Los candidatos deben saber que no tienen más facultades que las que les otorga la ley. Yo quiero saber si conocen lo que significa la división de poderes en la República de El Salvador, yo quiero saber si conocen las leyes aplicables al cargo que les interesa ocupar y las aplicables de manera general a la administración pública.

Los candidatos deben saber que no pueden prevalecerse de su cargo para hacer política partidista y que sin son electos, están al servicio del Estado y no de fracción política determinada. Yo quiero saber la autonomía e independencia de criterio que tienen los que aspiran a competir. Yo quiero asegurarme que no compiten por amiguismo ni compadrazgo. Yo quiero asegurarme que no tendrán que pagar favores. Y sobre todo, yo quiero asegurarme que una vez en el puesto, se ocuparán de la opinión de la gente y no de la del secretario del partido.

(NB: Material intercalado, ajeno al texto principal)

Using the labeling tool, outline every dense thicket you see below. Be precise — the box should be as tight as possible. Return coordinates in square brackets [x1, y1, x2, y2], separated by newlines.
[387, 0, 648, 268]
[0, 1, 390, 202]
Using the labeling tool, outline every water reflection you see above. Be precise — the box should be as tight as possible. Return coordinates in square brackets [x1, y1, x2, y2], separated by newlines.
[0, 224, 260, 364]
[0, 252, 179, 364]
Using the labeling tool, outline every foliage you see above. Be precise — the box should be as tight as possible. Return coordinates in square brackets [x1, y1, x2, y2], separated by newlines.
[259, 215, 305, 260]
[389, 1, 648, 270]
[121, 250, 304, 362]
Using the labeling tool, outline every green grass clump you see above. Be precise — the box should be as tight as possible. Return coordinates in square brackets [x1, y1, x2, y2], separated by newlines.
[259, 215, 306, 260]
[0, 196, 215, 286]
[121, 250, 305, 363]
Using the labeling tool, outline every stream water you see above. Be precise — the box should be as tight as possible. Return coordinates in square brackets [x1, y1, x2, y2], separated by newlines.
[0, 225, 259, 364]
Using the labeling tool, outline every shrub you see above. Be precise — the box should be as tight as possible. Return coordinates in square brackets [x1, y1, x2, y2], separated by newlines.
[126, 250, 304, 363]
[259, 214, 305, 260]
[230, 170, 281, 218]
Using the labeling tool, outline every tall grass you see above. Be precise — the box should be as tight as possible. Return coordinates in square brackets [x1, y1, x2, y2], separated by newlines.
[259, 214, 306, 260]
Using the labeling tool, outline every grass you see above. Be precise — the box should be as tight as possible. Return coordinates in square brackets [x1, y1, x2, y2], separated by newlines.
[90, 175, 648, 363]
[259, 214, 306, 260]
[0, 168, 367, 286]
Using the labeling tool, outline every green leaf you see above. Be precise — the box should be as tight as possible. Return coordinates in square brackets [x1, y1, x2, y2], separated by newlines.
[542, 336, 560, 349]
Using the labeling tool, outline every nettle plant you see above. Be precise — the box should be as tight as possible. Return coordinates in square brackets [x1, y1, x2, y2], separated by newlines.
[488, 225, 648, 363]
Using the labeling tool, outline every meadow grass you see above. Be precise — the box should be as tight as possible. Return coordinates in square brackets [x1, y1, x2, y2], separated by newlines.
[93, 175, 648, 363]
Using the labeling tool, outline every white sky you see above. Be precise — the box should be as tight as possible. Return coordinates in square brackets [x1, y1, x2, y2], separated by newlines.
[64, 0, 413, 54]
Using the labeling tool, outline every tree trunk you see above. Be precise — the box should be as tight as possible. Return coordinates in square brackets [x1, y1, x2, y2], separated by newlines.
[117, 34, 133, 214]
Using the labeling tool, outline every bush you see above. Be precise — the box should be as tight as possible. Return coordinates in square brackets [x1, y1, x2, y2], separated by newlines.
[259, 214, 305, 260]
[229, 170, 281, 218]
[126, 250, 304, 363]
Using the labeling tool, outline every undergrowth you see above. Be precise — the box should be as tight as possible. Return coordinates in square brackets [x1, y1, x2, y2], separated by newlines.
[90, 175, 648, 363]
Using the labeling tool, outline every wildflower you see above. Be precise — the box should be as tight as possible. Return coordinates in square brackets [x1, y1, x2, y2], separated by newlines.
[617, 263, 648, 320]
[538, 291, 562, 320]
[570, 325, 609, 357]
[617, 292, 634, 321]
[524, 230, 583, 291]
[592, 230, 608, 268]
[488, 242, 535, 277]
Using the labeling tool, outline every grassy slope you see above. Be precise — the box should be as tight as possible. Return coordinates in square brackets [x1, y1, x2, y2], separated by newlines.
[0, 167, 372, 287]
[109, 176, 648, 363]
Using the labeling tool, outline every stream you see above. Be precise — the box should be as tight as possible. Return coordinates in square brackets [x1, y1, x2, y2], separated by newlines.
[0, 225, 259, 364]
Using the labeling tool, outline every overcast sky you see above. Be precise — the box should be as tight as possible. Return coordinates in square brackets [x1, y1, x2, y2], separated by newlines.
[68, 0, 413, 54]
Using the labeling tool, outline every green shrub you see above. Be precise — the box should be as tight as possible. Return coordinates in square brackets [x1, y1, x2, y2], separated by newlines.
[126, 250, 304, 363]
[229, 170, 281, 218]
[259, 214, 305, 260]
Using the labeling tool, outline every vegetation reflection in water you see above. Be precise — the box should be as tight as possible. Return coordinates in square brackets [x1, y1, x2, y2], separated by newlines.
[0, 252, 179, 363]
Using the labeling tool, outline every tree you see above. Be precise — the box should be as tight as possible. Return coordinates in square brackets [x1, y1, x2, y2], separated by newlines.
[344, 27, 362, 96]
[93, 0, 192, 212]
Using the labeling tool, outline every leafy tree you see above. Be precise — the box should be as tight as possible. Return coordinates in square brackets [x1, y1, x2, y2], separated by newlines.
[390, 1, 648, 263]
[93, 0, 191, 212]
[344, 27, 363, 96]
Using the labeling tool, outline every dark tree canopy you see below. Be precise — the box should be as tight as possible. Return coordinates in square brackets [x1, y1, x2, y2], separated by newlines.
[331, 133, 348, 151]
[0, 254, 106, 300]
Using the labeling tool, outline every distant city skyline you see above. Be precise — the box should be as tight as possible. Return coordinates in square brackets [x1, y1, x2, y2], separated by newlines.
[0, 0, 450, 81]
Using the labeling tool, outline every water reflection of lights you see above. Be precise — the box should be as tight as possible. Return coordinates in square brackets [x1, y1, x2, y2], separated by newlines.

Todos los ciudadanos tenemos derecho a optar a cargos de elección popular. Para ser diputado, alcalde o concejal, la Constitución no exige ser miembro de partido político. A los diputados les exige notoria honradez y notoria instrucción. A los concejos municipales, ser originario o vecino del municipio. La Constitución se queda corta con las exigencias de los ciudadanos.

Los partidos políticos deben tomar conciencia de esta realidad. Los ciudadanos somos más exigentes, queremos resultados. Por esto no queremos a cualquiera de candidato. Los requisitos deben ser más exigentes. Y el proceso de selección debe ser transparente y confiable.